Thankfully, there is evidence of a growing global consciousness of our interdependence as a human family. More and more people are becoming impatient and concerned about the stark inequalities in the distribution of the goods of the earth. They are keenly aware of our collective responsibility for the developing countries of the world. We hope that this letter will contribute, at least in some small way, to a further moral awakening on this issue.
The future of the human family has to be addressed in global terms. The dignity and development of the human individual are the priorities. The Compendium of the Social Doctrine of the Church balances it all up eloquently when it calls for ‘a shared humanism based on solidarity’.
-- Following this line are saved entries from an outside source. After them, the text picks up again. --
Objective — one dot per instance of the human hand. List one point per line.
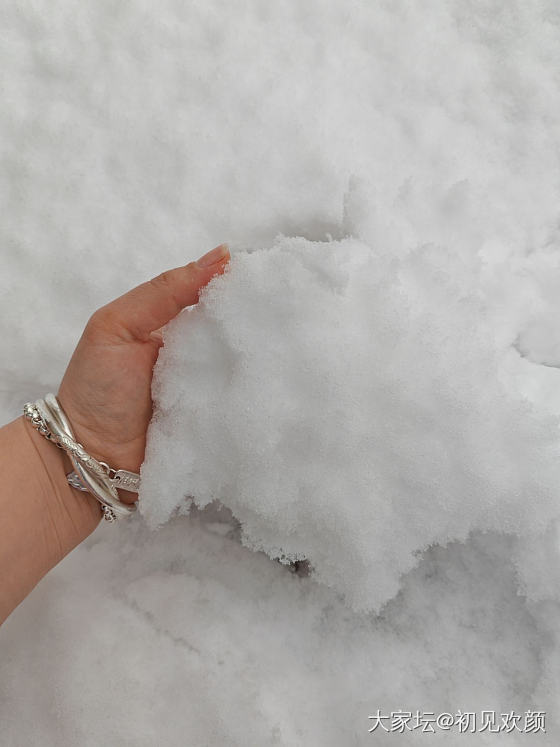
(106, 390)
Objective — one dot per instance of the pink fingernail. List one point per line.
(213, 257)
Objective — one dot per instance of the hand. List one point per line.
(106, 390)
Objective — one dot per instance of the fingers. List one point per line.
(146, 308)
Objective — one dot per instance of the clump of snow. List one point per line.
(136, 136)
(350, 407)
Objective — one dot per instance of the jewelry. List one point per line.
(89, 474)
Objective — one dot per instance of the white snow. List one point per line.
(401, 160)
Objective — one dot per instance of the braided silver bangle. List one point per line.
(89, 474)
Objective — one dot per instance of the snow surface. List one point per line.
(418, 139)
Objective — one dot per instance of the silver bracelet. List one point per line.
(89, 474)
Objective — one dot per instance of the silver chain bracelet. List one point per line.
(89, 474)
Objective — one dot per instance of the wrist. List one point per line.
(70, 515)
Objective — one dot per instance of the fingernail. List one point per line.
(213, 257)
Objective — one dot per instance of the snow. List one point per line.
(318, 391)
(399, 160)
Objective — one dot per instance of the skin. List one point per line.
(106, 394)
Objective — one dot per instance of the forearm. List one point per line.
(42, 518)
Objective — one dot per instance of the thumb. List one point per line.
(136, 314)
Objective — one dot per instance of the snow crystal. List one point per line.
(351, 408)
(416, 141)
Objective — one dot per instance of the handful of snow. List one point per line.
(351, 407)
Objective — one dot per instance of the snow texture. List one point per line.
(319, 391)
(388, 176)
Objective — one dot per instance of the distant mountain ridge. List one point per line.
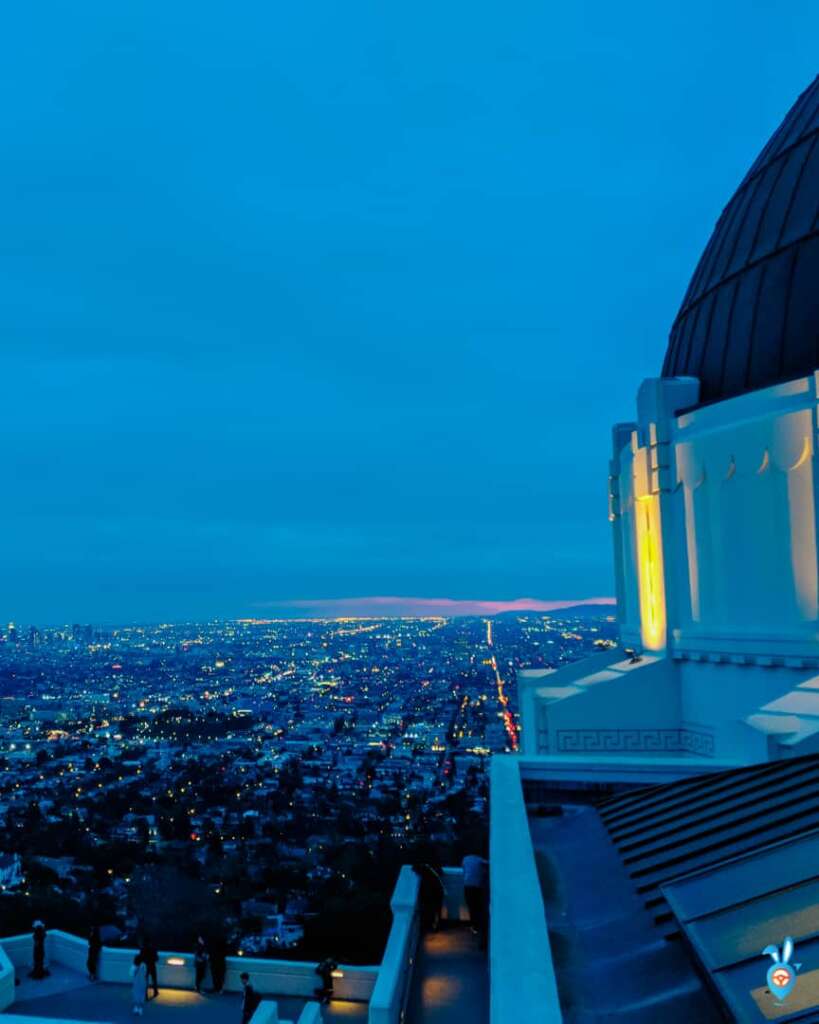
(572, 610)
It is in that spirit that the Irish Bishops’ Conference has asked Trócaire to prepare a Report on International Development. That Report will look at the issues challenging the Global Common Good today. We hope that it will serve as a stimulus for reflection and action. What is required is a social and political culture, inspired by the Gospel and animated by a spirit of global solidarity.
The Pastoral states that if the ‘civilisation of love’ proposed by the Gospel, is to become a reality, then what is required is a ‘moral and economic mobilisation’.
The Irish Bishops’ Conference appreciates the persevering commitment of Trócaire to the work of international development. On that note, I now hand you over to its Chairman, Bishop John Kirby.